Element Not Tappable — The element is visible but can’t be interacted with, usually due to an overlay or an animation still in progress. The skill adds an extendedWaitUntil before the tap, tries tapping by visible text as a fallback, and checks for anything blocking the element.
Selector Ambiguity — Multiple elements match the selector. The skill adds index: 0 to target the first match and narrows the selector where possible.
It retries up to three times, each attempt applying a different fix strategy. After each retry it tells you what changed and why. If all three attempts fail, it hands you the full Maestro output with a clear explanation of the failure category — so you know exactly where to look, not just that something broke.

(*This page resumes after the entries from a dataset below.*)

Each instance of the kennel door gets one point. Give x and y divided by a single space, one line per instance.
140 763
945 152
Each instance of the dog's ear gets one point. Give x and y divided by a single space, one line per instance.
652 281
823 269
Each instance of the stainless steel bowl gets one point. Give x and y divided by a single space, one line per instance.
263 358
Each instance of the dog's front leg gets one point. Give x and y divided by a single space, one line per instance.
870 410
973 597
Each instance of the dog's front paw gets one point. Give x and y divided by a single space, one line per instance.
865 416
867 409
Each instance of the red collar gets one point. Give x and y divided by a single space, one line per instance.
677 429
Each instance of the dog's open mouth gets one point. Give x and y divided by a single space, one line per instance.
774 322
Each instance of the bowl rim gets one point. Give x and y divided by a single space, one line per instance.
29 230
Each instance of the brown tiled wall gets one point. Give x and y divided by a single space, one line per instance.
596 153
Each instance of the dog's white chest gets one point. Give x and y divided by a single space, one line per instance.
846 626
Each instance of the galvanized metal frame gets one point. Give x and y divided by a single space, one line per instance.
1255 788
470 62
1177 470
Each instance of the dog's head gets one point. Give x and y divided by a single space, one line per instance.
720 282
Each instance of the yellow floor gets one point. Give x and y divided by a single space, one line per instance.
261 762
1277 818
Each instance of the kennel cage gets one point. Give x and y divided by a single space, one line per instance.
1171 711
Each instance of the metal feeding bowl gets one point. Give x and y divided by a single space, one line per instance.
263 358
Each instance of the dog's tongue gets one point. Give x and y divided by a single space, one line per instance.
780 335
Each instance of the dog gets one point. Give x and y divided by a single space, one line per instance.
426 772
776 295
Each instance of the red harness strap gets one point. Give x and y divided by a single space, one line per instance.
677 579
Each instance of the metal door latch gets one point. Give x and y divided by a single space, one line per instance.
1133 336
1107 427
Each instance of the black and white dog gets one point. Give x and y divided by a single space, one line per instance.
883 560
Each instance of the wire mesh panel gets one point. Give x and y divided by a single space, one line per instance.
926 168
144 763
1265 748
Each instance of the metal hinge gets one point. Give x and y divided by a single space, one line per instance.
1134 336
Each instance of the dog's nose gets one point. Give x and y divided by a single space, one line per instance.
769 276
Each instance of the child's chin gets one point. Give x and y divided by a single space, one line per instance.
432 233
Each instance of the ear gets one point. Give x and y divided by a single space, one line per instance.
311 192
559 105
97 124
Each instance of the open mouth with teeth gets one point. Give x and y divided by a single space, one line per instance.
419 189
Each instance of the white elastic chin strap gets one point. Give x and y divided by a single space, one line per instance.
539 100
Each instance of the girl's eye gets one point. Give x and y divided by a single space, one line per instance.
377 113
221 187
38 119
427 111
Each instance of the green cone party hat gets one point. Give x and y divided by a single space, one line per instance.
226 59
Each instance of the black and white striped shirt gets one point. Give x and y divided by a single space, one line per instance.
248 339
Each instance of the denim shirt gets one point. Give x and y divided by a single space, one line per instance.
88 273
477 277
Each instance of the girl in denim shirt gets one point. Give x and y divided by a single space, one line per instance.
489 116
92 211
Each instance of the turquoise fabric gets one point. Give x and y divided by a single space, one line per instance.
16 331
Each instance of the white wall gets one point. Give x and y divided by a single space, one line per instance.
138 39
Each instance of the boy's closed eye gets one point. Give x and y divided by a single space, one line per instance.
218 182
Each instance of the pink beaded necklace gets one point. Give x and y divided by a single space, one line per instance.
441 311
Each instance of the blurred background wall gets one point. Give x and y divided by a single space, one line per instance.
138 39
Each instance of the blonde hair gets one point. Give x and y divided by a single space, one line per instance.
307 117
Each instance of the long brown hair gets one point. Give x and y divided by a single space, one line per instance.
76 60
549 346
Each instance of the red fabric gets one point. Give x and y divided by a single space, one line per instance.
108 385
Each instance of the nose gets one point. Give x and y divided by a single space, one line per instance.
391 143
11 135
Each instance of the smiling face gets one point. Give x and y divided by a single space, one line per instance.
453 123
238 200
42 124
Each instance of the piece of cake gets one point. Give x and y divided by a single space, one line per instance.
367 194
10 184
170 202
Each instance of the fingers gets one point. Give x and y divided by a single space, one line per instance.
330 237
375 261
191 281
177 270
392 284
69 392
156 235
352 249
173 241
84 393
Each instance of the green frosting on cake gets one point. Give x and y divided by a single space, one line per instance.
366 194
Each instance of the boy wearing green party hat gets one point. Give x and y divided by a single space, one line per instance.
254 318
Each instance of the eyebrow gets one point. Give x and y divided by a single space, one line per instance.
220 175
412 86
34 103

Most first-run failures fall into one of those three buckets. The auto-fix resolves the majority without any manual intervention.
In Practice
Here’s what the inbox test from this post’s intro looks like now:
/create-maestro-test "Navigate to inbox and open a conversation"

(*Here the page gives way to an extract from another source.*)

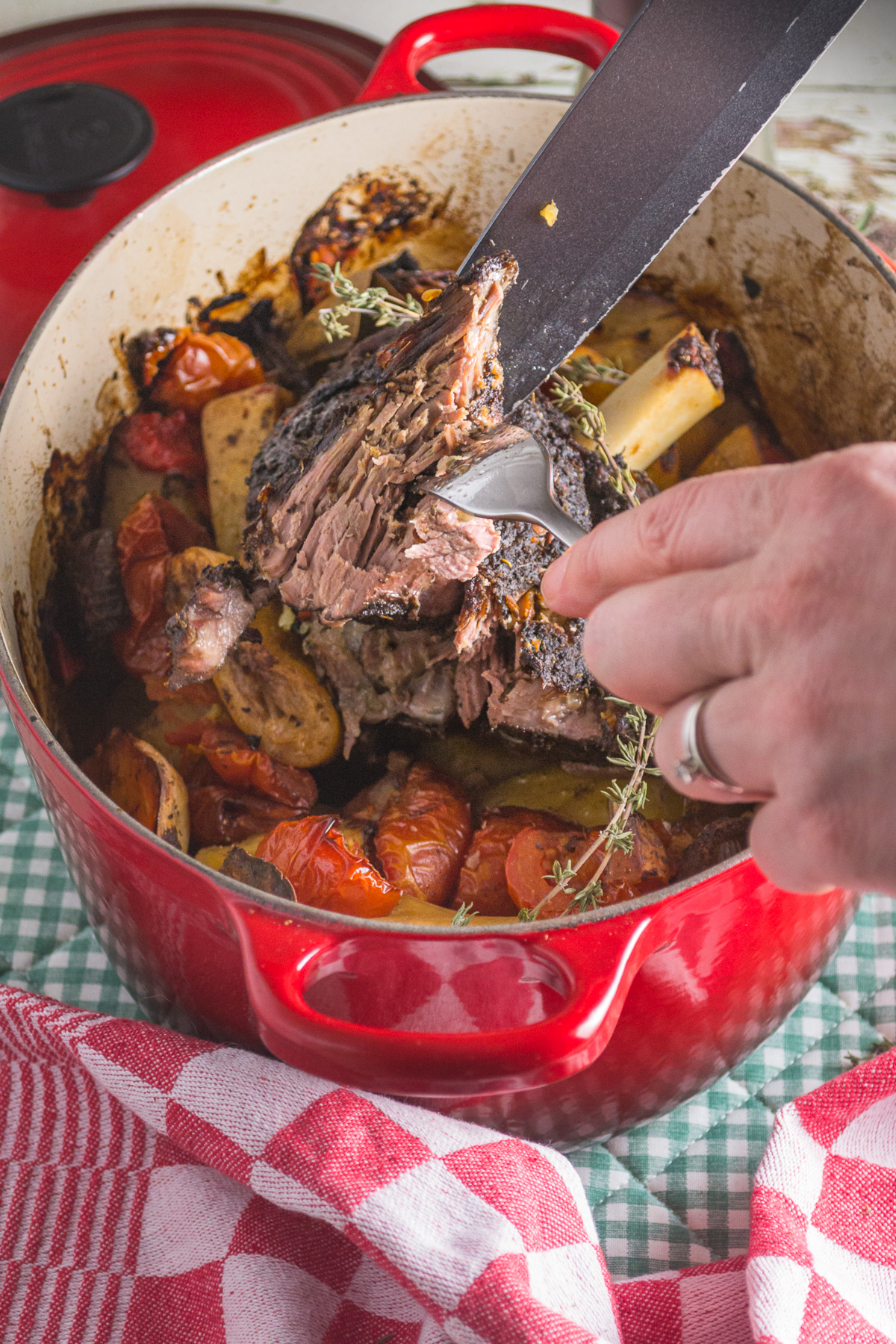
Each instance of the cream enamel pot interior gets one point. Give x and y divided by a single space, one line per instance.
561 1030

Total time from prompt to passing test: under 5 minutes, most of which is the emulator booting.
Why Not Maestro MCP?
The skill was built before Maestro MCP was available. When MCP did arrive, the reason to keep the skill became clear immediately.
MCP gives Claude knowledge of Maestro. It doesn’t give Claude knowledge of your app. It doesn’t know which element IDs your project uses, how your timeout constants are defined, or what your post-login interruption flow expects. Without that codebase-specific context, the output looks plausible but fails at runtime in exactly the ways described above — wrong selectors, mismatched timeouts, missing interruption handling.
The skill bridges that gap. It reads your codebase before generating anything, and that’s the difference between output that looks right and output that actually runs.
The Takeaway
Building this skill forced us to understand Maestro more deeply than we ever would have by just writing tests manually. The testTagAsId vs testTag distinction, the auto-fix categories, the selector priority rules — none of these would have ended up documented if we hadn't had to teach them to an AI precisely enough to generate correct output.
That’s the underrated benefit of this kind of work. You don’t just get automation. You get clarity about what you actually know — and a permanent, shareable record of it.
The questionnaire-driven approach also changed how we think about test authorship. It’s no longer a task that requires deep knowledge of the test infrastructure. Anyone who knows what they want to test can produce a valid, passing Maestro test in minutes. That’s the real unlock — not the YAML generation, but the democratization of E2E test coverage across the team.